Бочку внезапно тряхнуло так, что дно и крышка снова поменялись местами. Мы вдвоём полетели в сторону дна; хорошо, что подушки успели первыми и смягчили падение. Тяжесть ещё увеличилась, я опять, как на старте, не мог пошевелить ни рукой, ни ногой, и к тому же лежал в неудобной позе - на животе, с головой, повёрнутой вбок. Единственное преимущество - я мог видеть императора. Какое-то время я утешал себя этим, а потом у меня начала затекать шея. В этот момент император, тоже лежавший на животе, пошевелился - попытался перевернуться, и ему это, пусть с некоторым трудом, удалось. Вслед за ним и я перекатился на спину, несмотря на то, что скафандр мешал двигаться: он почему-то раздулся, и сгибать руки и ноги удавалось с трудом.
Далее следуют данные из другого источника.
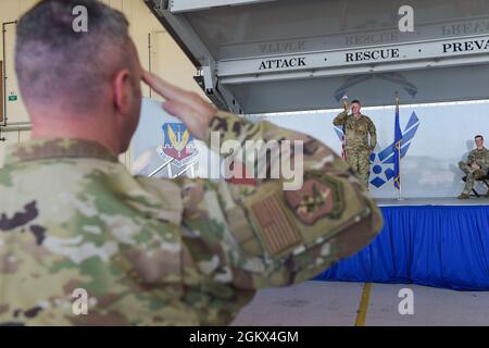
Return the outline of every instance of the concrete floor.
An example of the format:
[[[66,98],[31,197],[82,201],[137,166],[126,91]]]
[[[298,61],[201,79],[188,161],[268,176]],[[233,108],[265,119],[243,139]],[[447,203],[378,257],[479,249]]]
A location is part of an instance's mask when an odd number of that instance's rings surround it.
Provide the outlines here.
[[[364,288],[363,283],[306,282],[260,290],[231,325],[489,325],[489,291],[387,284],[372,284],[369,291]],[[413,314],[399,312],[402,288],[413,291]]]

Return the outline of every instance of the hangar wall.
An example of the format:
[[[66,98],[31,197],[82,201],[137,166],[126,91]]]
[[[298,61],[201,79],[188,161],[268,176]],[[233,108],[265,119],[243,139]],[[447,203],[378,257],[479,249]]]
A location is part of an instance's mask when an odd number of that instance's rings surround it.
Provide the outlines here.
[[[141,64],[145,69],[165,77],[173,84],[183,88],[195,90],[202,96],[204,94],[193,80],[196,69],[180,51],[173,38],[164,32],[162,25],[150,13],[142,0],[101,0],[102,2],[122,11],[130,22],[130,35],[136,42]],[[25,11],[34,5],[37,0],[1,0],[0,24],[16,21]],[[0,40],[2,40],[0,36]],[[15,42],[15,25],[5,25],[5,114],[7,127],[1,127],[0,141],[0,167],[3,163],[5,146],[25,141],[30,136],[30,124],[22,97],[20,96],[14,66],[13,52]],[[0,60],[3,57],[3,45],[0,44]],[[147,86],[143,86],[143,95],[152,96]],[[12,100],[9,100],[9,97]],[[120,158],[129,170],[133,165],[131,148]]]

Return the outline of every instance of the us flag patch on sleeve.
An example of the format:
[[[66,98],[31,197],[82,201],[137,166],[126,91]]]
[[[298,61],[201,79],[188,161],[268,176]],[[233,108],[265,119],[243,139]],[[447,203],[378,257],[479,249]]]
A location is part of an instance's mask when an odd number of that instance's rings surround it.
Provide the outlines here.
[[[275,195],[254,203],[251,209],[269,253],[279,254],[302,241],[294,223],[287,215],[285,207]]]

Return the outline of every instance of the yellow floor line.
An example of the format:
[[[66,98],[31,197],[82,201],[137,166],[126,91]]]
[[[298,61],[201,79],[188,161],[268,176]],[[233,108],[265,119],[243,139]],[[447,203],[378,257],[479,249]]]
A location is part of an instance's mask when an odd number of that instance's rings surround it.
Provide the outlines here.
[[[366,313],[368,310],[368,301],[371,299],[372,284],[365,283],[362,291],[362,300],[360,301],[360,308],[358,310],[355,326],[365,326]]]

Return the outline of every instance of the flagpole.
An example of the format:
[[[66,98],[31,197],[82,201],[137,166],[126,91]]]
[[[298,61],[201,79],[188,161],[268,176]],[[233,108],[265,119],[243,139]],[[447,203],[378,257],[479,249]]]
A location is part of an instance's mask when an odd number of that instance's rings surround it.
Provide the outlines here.
[[[397,111],[399,112],[399,92],[396,91],[396,108]],[[399,117],[401,117],[401,115],[399,114]],[[399,177],[401,178],[401,149],[402,149],[402,138],[399,141],[399,150],[398,150],[398,165],[399,165]],[[399,179],[399,197],[398,200],[403,200],[402,199],[402,181]]]

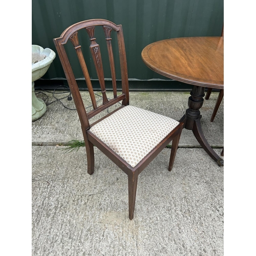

Над нами в крышке я увидел третий иллюминатор. Звёзды в нём описывали круги, а в тех, что по бокам, их почти не было видно из-за какого-то красноватого свечения. Этот свет был гораздо ярче, чем тот синевато-зелёный, что освещал бочку до выстрела; я отчётливо видел дыру от пули в крышке, рядом с краем. Похоже, пуля снесла жестяной колпак, который накрывал бочку сверху.
- Мы падаем, - услышал я голос императора; оказалось, он опять придвинулся своим шлемом к моему. Только так мы могли теперь разговаривать.
- Что это за свет? - спросил я.
- То, о чем предупреждал механик. Сопротивление воздуха нагревает бочку. Наверное, она снаружи уже горит.
- О господи! Не хватало только, чтобы мы сгорели здесь, взаперти!
- Скорее взорвёмся. Там, под дном, у меня ещё запас пороха.
Император говорил это с удивительным спокойствием, я же был почти вне себя. Уйти от казавшегося неизбежным плена, взлететь на этой шутихе и остаться в живых, преодолеть двести сорок тысяч миль - и лишь для того, чтобы взорваться у самой цели на предусмотрительно взятом с собой порохе!
- Большой запас? - спросил я, чтобы хоть что-то спросить.
- Нам хватит... Жерар, видите эти кольца?!
По изменившемуся тону я понял, что император увидел проблеск надежды. Он вытянул руку в сторону крышки бочки, и я, посмотрев туда, обнаружил три кольца, висящие вокруг иллюминатора.
- Надо вытянуть одно из них, - сказал император, - тогда раскроется парашют. Мне не дотянуться.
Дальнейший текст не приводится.